In episode 8 of the Next Matters Most podcast, Nick Jordan sits down with Pierce Freelon about what is happening in the world today and what he wants to do about it. Pierce has always been a voice for change and does not have a stop sign in sight! Pierce talks about what everyone can do to help misunderstand and misrepresent groups in our businesses and community today.
Pierce Freelon is a musician, director and Durham City Council Member. Pierce is the founder of Blackspace, an Afrofuturism digital maker space for teens in Durham. He is the writer, composer and co-director of the PBS animated series, The History of White People in America. He is a co-founder of Beat Making Lab, a PBS web-series, which won Best Video Essay for its episode Heartbeats of Fiji at the 2015 Daytime Emmy Awards. His latest project is a children’s music album, titled D.a.D, which has been featured on NPR and Today Show.

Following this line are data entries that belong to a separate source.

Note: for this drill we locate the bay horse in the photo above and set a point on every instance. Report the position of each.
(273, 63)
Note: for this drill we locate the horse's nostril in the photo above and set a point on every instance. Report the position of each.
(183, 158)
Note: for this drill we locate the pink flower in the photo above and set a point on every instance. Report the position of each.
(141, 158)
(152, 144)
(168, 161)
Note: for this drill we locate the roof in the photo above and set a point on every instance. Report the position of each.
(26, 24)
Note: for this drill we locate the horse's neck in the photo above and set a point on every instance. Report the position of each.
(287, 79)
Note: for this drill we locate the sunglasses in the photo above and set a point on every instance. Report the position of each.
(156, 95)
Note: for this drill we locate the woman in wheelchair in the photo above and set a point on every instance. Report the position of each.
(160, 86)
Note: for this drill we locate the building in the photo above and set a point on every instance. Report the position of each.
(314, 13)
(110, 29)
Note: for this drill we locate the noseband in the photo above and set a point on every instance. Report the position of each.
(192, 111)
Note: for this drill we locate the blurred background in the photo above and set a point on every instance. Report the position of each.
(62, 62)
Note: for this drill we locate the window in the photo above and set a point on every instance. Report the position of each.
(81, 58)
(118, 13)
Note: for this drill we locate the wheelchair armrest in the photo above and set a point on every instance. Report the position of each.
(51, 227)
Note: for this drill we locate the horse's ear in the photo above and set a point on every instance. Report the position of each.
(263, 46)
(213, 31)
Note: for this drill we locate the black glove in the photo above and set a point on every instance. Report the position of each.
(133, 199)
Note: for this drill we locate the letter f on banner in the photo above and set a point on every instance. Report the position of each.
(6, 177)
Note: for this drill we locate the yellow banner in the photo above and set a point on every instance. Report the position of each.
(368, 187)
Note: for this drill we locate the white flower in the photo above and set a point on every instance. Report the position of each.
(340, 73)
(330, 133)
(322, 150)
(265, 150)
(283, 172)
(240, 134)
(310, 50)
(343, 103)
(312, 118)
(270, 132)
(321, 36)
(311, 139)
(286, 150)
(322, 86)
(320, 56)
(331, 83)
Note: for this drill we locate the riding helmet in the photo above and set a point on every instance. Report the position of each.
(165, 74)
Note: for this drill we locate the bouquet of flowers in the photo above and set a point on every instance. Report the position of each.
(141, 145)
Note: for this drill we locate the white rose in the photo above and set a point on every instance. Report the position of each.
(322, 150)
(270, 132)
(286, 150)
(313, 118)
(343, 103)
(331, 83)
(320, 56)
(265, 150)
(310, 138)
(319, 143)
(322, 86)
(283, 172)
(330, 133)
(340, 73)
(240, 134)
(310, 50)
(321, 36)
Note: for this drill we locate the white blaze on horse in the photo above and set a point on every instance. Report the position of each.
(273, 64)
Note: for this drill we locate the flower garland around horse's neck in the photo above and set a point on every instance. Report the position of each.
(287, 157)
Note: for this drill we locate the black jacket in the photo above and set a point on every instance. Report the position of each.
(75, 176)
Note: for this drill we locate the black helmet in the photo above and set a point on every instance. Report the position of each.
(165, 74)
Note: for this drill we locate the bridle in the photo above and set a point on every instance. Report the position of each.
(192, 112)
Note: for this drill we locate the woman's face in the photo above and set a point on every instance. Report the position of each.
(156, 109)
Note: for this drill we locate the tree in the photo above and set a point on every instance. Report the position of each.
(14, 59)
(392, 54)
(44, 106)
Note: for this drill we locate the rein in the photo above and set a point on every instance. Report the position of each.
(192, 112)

Pierce earned a BA in African and African American Studies at UNC Chapel Hill and an MA in Pan African Studies at Syracuse University. He has taught in the Departments of Music, Political Science, and African American Studies at UNC-Chapel Hill and North Carolina Central University. Freelon ran for Mayor of Durham in 2017, and was appointed to serve on Durham City Council in 2020. Pierce is the son of 6-time Grammy-nominated jazz vocalist Nnenna Freelon, and the late architect of the Smithsonian National Museum of African American History and Culture, Phil Freelon.
Pierce lives in Durham with his wife of 12 years and their two children.
We have an opportunity to create an entirely new ecosystem for the entrepreneurship and intrapreneurship community that is responsible for driving more voices to the conversation of change and diversity in our organizations and businesses.